Fu soltanto scendendo le scale per andarmene che mi sorpresi a riflettere sul fatto che quel piano di battaglia che avevo abbozzato con Claudio era in effetti un impegno che io solo mi ero assunto e che la responsabilità della sua conduzione in porto gravava in maniera pressoché esclusiva sulle mie spalle, dal momento che la malattia di lui stava con ogni evidenza per arrivare al suo naturale indifferibile epilogo.
"Dizionario degli Autori di Trieste, dell’Isontino, dell’Istria e della Dalmazia" esistono già altre opere, cosa ci puoi dire di esse?
Esistono, soprattutto sul versante degli esuli giuliano-dalmati, dizionari "degli uomini illustri", che includono anche scrittori e poeti, ma sono più genericamente intesi a far risaltare le diverse personalità storiche delle regioni interessate. Niente tuttavia di queste dimensioni né di così incentrato sulla scrittura, anche non letteraria.
Le opere precedenti, alcune delle quali sono citate come fonte nel mio Dizionario, prendevano in considerazione soltanto autori di lingua italiana, mentre ho cercato di allargare lo sguardo a tutte le comunità che vivono nell'area presa in esame.
Inoltre, in alcuni casi, i volumi, rivelano di esssere stati pensati per affermare l'italianità di queste terre, anche quella di aree dove essa è francamente insostenibile, il che ovviamente induce ad errori di valutazione anche clamorosi.

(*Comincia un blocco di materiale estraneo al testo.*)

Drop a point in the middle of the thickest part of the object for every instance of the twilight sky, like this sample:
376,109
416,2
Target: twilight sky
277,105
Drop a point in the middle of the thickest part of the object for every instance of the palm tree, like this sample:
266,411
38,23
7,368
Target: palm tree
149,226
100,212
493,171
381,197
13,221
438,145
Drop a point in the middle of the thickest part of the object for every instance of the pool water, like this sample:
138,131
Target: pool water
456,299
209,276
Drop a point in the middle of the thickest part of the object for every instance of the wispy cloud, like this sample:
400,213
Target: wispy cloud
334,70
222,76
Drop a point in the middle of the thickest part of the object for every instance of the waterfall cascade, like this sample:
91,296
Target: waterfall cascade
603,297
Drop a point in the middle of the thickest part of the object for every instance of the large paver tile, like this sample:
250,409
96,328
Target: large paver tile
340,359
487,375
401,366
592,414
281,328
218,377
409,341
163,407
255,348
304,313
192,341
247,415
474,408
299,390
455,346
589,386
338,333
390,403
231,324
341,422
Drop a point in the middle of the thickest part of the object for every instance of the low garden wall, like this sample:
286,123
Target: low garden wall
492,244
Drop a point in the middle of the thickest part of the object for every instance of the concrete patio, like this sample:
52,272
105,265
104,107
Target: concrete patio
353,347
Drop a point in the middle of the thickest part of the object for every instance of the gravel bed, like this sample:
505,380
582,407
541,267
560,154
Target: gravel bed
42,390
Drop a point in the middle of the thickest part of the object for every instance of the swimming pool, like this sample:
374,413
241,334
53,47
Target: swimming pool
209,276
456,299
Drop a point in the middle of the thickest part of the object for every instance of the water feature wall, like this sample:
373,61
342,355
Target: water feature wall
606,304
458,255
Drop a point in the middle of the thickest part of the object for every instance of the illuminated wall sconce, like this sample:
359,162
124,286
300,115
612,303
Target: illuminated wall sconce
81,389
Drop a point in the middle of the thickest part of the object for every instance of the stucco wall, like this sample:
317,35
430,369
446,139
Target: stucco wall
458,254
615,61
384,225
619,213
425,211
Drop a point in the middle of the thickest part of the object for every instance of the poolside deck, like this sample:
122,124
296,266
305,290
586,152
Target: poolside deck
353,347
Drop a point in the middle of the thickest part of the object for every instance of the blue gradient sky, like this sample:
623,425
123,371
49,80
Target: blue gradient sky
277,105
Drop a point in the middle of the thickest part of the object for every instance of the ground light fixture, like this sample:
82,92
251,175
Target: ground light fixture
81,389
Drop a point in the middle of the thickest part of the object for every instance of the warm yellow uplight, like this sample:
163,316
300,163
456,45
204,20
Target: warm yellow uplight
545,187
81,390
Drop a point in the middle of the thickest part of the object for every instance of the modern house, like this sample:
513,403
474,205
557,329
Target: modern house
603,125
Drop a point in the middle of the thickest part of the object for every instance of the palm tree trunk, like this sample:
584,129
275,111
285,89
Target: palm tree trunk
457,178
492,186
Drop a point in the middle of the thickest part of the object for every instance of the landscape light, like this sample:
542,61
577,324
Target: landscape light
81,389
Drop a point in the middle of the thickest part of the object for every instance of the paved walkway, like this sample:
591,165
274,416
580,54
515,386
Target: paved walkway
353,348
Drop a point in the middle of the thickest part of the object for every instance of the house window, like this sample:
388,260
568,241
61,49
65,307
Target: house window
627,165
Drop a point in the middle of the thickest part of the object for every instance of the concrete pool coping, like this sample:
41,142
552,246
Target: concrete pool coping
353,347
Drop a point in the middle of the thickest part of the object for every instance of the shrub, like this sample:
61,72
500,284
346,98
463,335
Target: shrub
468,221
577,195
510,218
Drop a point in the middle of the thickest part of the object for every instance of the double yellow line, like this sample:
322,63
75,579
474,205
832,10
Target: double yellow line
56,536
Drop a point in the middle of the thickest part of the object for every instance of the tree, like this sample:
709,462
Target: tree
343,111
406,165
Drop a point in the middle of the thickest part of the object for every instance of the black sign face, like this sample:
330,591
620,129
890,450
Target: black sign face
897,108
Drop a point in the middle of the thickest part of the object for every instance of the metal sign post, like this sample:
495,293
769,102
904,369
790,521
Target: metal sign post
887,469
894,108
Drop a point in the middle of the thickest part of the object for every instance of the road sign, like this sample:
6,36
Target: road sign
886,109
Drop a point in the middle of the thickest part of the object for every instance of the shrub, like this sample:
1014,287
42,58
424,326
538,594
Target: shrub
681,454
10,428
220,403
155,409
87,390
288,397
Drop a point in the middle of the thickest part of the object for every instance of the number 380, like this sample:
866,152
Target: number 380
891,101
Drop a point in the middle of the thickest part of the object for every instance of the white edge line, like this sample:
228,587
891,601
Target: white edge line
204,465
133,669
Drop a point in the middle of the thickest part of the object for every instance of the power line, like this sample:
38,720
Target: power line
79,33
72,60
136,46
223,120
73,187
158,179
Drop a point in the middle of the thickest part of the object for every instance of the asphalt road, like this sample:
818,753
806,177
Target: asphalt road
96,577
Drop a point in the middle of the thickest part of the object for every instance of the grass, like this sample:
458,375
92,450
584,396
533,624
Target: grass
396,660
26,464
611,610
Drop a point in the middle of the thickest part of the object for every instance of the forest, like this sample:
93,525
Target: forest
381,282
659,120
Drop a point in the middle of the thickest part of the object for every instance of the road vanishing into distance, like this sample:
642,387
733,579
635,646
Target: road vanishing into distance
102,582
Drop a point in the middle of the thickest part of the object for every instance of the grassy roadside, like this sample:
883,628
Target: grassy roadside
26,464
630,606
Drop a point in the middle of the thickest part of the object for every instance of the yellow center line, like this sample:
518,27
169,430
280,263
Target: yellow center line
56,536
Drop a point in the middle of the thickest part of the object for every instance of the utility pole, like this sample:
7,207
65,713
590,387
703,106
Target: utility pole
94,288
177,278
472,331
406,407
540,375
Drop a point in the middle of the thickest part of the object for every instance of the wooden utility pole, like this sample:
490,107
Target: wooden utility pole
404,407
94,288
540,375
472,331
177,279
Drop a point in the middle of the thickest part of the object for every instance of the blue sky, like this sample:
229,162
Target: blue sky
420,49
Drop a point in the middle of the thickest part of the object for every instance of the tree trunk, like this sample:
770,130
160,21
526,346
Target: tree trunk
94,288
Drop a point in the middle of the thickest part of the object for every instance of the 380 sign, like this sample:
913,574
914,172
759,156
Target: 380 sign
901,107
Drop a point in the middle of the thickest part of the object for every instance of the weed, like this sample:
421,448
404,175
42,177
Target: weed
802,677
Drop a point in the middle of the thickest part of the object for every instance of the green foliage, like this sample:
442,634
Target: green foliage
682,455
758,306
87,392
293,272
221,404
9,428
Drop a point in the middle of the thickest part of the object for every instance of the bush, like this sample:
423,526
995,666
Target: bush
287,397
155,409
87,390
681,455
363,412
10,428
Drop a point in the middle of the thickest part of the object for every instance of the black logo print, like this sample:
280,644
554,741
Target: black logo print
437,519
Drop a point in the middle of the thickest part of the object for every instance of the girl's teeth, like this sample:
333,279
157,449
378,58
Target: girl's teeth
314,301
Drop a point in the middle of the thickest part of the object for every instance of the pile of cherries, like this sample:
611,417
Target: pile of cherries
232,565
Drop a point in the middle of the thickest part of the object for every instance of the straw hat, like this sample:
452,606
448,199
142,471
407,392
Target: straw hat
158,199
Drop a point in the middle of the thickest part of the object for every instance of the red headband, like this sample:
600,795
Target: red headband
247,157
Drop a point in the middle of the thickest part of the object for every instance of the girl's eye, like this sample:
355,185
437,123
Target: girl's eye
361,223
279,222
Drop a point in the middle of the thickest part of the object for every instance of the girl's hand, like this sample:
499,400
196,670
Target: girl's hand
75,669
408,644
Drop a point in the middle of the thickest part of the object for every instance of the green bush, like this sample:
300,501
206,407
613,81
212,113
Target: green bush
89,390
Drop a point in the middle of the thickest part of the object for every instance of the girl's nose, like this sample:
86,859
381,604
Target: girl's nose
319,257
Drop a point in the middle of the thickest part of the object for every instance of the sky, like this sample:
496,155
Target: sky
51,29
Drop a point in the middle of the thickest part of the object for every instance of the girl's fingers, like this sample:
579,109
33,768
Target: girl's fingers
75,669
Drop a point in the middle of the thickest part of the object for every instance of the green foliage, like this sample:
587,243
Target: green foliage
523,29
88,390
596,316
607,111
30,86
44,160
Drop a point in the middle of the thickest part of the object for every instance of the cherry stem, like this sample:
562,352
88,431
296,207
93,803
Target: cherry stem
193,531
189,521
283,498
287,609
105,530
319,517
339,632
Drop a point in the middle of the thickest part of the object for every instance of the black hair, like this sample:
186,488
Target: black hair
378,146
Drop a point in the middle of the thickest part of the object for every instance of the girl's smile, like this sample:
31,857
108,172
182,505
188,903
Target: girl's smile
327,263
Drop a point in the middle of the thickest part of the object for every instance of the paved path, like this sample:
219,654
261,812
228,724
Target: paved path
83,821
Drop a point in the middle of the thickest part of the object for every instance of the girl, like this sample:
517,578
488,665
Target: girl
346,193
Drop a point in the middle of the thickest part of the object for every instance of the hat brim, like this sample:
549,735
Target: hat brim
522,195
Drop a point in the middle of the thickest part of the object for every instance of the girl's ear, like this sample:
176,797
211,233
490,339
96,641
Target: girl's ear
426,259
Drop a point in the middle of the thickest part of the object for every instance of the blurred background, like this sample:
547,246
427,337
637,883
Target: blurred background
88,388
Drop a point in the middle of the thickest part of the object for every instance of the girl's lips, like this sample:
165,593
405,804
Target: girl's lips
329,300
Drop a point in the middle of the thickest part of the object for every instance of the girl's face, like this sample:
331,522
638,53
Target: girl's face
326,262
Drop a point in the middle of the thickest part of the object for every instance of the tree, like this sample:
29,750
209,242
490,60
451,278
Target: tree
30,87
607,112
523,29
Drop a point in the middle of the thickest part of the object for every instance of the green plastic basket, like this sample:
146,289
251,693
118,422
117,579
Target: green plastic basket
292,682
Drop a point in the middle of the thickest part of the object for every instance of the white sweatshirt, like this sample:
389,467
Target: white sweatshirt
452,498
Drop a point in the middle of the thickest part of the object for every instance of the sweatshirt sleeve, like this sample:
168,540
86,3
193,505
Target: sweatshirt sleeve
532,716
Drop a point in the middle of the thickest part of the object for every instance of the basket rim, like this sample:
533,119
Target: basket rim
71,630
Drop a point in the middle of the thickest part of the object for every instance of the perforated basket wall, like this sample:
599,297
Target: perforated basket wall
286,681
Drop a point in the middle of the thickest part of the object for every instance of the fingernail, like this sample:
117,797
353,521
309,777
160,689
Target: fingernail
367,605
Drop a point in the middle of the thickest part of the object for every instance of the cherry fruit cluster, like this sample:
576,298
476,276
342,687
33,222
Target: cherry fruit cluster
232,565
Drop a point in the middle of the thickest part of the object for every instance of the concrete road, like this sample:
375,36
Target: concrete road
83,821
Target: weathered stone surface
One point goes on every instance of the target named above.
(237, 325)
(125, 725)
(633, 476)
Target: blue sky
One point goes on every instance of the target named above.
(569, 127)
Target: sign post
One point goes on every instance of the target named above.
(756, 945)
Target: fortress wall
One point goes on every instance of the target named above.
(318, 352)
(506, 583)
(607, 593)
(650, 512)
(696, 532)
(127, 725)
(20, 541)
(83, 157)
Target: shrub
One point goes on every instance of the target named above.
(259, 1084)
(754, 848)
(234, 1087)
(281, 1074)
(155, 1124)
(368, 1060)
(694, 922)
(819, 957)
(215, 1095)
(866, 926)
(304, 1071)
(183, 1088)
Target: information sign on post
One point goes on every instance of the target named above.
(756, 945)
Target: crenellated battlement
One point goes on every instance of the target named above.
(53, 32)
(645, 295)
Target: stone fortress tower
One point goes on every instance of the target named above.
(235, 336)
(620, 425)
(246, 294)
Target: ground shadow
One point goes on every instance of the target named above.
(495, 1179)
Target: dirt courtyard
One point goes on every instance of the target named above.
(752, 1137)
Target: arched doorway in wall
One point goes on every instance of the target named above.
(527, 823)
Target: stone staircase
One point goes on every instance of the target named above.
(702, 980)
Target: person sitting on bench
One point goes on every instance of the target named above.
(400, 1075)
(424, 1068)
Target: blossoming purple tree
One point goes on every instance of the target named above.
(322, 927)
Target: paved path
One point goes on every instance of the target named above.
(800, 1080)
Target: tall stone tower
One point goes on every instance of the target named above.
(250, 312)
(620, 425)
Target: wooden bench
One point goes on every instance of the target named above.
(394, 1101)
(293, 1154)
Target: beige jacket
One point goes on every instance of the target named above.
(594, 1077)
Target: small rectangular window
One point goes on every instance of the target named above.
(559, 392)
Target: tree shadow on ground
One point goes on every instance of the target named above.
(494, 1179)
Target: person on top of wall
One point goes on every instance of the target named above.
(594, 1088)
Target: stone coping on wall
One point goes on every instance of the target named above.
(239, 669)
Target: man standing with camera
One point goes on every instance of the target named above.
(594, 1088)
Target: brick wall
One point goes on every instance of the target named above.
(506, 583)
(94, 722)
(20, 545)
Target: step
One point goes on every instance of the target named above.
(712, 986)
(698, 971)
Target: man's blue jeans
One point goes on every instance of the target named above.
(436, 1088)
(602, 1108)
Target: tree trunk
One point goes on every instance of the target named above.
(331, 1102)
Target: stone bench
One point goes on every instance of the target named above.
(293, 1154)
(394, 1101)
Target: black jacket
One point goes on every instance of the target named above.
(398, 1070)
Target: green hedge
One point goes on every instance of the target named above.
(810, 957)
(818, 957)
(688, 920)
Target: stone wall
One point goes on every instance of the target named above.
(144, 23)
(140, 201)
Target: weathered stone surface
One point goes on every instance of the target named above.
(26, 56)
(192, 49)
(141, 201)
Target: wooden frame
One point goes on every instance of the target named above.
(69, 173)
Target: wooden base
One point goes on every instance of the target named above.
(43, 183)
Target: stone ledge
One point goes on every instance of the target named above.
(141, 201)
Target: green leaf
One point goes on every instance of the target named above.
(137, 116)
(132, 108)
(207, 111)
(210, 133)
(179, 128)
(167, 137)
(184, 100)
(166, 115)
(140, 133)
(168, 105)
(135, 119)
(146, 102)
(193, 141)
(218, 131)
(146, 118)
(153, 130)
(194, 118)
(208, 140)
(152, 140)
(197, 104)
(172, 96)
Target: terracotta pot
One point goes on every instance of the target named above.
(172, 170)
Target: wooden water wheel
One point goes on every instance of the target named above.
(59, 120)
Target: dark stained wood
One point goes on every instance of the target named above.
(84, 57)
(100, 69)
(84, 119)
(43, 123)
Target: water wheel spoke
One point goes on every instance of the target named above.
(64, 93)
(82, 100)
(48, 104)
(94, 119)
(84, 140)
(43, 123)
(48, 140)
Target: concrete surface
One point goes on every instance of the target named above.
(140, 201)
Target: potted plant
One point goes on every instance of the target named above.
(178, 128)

Con quale criterio lo avete composto?
Il criterio era quello di includere quanti con i loro scritti avessero contribuito a formare una cultura più o meno condivisa e diffusa, sia che fossero stati (o che siano) più o meno profondi innovatori nel campo di loro specifico interesse, sia che, essendo banali oppure occasionali ripetitori di cose già dette da altri, fossero comunque testimonianza di quello che è stato l’atteggiamento culturale di un luogo e di un’epoca.
Un omaggio a Claudio, prima di tutto, alle vostre idee al vostro progettare comune.
È stato per me un sollievo vederlo sottrarsi alla malattia e alle sue angosce, persino alla sua componente di dolore fisico grazie a quelle carte che veniva riempiendo, alle correzioni che a penna apportava a quelle che io gli sottoponevo, lavorando con lena e con un entusiasmo di adolescente a quel nostro ambizioso progetto, quasi che avesse potuto concludersi da lì a poche settimane. Si concluse, invece, la sua esperienza umana, lasciandosi dietro una lunga scia di rimpianto e io mi trovai solo davanti alla mole di quel lavoro che mi appariva tanto superiore alle mie forze.
Sono certo che il lavoro a Claudio sarebbe piaciuto. È già questo, per me, un motivo di profonda soddisfazione.